Around 1.4 billion fewer cigarettes are being smoked every year according to new research published in JAMA Network Open.
Between 2011 and 2018, average monthly cigarette consumption fell by nearly a quarter, equating to around 118 million fewer cigarettes being smoked every month. Over the whole period, the average number of cigarettes smoked monthly declined by 24.4% based on survey data and 24.1% based on sales data from 3.40 billion and 3.41 billion a month to 2.57 billion and 2.58 billion, respectively.
‘It’s great news that fewer cigarettes are being sold and smoked,’ said George Butterworth, senior policy manager at Cancer Research UK. ‘Big tobacco said that introducing stricter regulation wouldn’t work and campaigned against it, but this is proof that smoking trends are heading in the right direction.
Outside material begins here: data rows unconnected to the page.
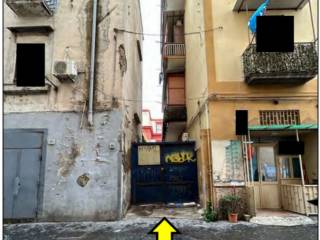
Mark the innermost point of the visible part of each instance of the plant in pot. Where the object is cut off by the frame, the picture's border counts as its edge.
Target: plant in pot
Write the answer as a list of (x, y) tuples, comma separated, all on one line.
[(230, 206), (210, 214)]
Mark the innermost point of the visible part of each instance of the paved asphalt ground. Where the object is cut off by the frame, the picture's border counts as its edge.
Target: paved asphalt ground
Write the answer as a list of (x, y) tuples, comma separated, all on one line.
[(137, 229)]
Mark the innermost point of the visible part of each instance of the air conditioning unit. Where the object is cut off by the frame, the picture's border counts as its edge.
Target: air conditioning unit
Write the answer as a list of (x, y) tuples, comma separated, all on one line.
[(65, 70)]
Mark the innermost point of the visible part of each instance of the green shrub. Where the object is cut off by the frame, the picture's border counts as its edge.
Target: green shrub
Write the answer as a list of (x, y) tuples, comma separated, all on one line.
[(210, 214), (231, 203)]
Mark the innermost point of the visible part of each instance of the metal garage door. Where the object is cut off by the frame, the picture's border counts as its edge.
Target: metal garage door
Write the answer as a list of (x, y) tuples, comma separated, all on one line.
[(164, 173), (22, 164)]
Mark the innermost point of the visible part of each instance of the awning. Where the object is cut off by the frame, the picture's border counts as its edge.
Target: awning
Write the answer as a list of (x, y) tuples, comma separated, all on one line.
[(252, 5), (286, 127)]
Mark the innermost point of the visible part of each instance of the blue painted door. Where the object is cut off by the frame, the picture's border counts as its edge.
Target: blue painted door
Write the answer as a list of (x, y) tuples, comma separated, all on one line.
[(22, 161), (173, 180)]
But smoking is still the biggest preventable cause of cancer, and certain groups have much higher rates of smoking, such as routine and manual workers, so we can’t stop here and think job done.’
The researchers looked at cigarette sales data for England and compared this with the monthly self-reported cigarette use of over 135,000 individuals from the Smoking Toolkit Study. They found that the two different methods of looking at how many cigarettes people are smoking provided similar results
‘It’s brilliant that over a billion fewer cigarettes are being sold and smoked in England every year,’ said Dr Sarah Jackson from UCL’s Tobacco and Alcohol Research Group. ‘The decline in national cigarette consumption has been dramatic and exceeded the decline in smoking prevalence, which, over the same time period, was around 15%. This means that not only are fewer people smoking, but those who continue to smoke are smoking less.’